Milbank has successfully represented the Official Committee of Unsecured Creditors of FirstEnergy Solutions Corp. (“FES”) and its affiliated debtors in their chapter 11 cases, which were filed in the Northern District of Ohio on March 31, 2018. FES is one of America’s largest utilities. Headquartered in Akron, Ohio, FES operates one of the nation's largest investor-owned electric systems, more than 24,000 miles of transmission lines that connect the Midwest and Mid-Atlantic regions, and a diverse generating fleet with a total capacity of more than 16,000 megawatts.

As of December 31, 2017, FES listed $5.5 billion in total assets against $1.25 billion in total current liabilities, $2.3 billion in long-term debt and other long-term obligations and $4.0 billion in non-current liabilities, consisting of sale and leaseback obligations, retirement benefits and asset retirement obligations.

In recent years, FES’s coal and nuclear operations have faced difficult market conditions as a result of the increased presence of inexpensive natural gas and penetration of renewables, persistent depressed power prices, disappointing capacity auction results, flat electricity demand, costly environmental regulations, and limited weather volatility. Approximately $515 million of debt was scheduled to mature in 2018, beginning with a $100 million principal payment due by April 2, 2018. Given FES’s senior unsecured debt rating, capital structure, and long-term cash flow projections, the company believed that the debt maturities were unlikely to be refinanced consensually.

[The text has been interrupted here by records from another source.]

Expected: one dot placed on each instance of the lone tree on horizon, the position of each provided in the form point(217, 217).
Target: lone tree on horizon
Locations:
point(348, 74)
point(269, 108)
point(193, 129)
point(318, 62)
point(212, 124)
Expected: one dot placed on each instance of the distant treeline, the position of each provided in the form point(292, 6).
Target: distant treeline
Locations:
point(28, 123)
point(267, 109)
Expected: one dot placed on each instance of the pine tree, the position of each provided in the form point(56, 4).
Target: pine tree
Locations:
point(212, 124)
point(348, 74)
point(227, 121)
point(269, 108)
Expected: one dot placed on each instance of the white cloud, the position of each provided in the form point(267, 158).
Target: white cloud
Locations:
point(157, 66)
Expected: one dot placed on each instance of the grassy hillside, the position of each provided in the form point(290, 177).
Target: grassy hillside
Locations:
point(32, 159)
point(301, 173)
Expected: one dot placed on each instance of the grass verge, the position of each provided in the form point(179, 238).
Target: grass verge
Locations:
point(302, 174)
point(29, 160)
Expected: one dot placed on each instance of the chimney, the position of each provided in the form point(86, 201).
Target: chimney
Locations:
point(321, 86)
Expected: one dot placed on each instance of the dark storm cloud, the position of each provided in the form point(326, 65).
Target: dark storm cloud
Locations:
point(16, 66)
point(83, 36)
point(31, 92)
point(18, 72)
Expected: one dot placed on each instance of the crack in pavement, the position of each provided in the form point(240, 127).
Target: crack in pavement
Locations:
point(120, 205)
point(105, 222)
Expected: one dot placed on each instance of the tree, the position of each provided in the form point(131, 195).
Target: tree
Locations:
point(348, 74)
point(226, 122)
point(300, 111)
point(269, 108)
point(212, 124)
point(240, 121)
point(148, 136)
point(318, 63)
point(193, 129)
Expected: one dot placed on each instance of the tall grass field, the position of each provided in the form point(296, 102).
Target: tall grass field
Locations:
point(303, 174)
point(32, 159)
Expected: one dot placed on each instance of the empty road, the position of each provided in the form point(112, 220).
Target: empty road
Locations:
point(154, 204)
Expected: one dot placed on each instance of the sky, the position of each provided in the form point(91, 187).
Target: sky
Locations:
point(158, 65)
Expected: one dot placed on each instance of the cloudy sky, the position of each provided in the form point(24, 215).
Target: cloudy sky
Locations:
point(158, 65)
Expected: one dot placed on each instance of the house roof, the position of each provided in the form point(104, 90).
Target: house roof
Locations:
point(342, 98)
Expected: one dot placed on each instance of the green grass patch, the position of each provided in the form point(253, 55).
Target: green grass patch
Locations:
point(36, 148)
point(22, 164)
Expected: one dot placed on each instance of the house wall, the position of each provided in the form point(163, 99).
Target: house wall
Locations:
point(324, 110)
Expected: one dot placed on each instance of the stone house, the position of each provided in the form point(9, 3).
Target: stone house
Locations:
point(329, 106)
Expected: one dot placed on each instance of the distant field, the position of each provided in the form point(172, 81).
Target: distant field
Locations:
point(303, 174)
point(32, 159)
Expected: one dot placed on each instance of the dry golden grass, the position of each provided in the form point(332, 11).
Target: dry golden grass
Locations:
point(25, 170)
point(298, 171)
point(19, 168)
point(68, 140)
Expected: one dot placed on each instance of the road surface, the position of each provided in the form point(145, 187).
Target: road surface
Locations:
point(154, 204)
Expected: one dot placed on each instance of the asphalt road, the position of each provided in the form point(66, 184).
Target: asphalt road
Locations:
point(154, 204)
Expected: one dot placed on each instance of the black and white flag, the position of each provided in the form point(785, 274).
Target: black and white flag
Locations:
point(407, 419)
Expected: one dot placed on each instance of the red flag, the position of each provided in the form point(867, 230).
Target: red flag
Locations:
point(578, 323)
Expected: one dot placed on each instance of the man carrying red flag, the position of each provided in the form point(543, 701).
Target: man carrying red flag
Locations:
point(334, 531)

As counsel to the Official Committee, Milbank played an instrumental role representing the Official Committee in the negotiation of the global settlement with FES’s non-debtor affiliates and the confirmation proceedings in connection with FES’s plan of reorganization. On October 15, 2019, the Court confirmed FES’s chapter 11 plan, which received broad support from FES’s creditors. The reorganized company emerged from bankruptcy protection as Energy Harbor Corp. on February 27, 2020. Upon emerging from chapter 11, the equity of the reorganized company will be owned by major bondholders.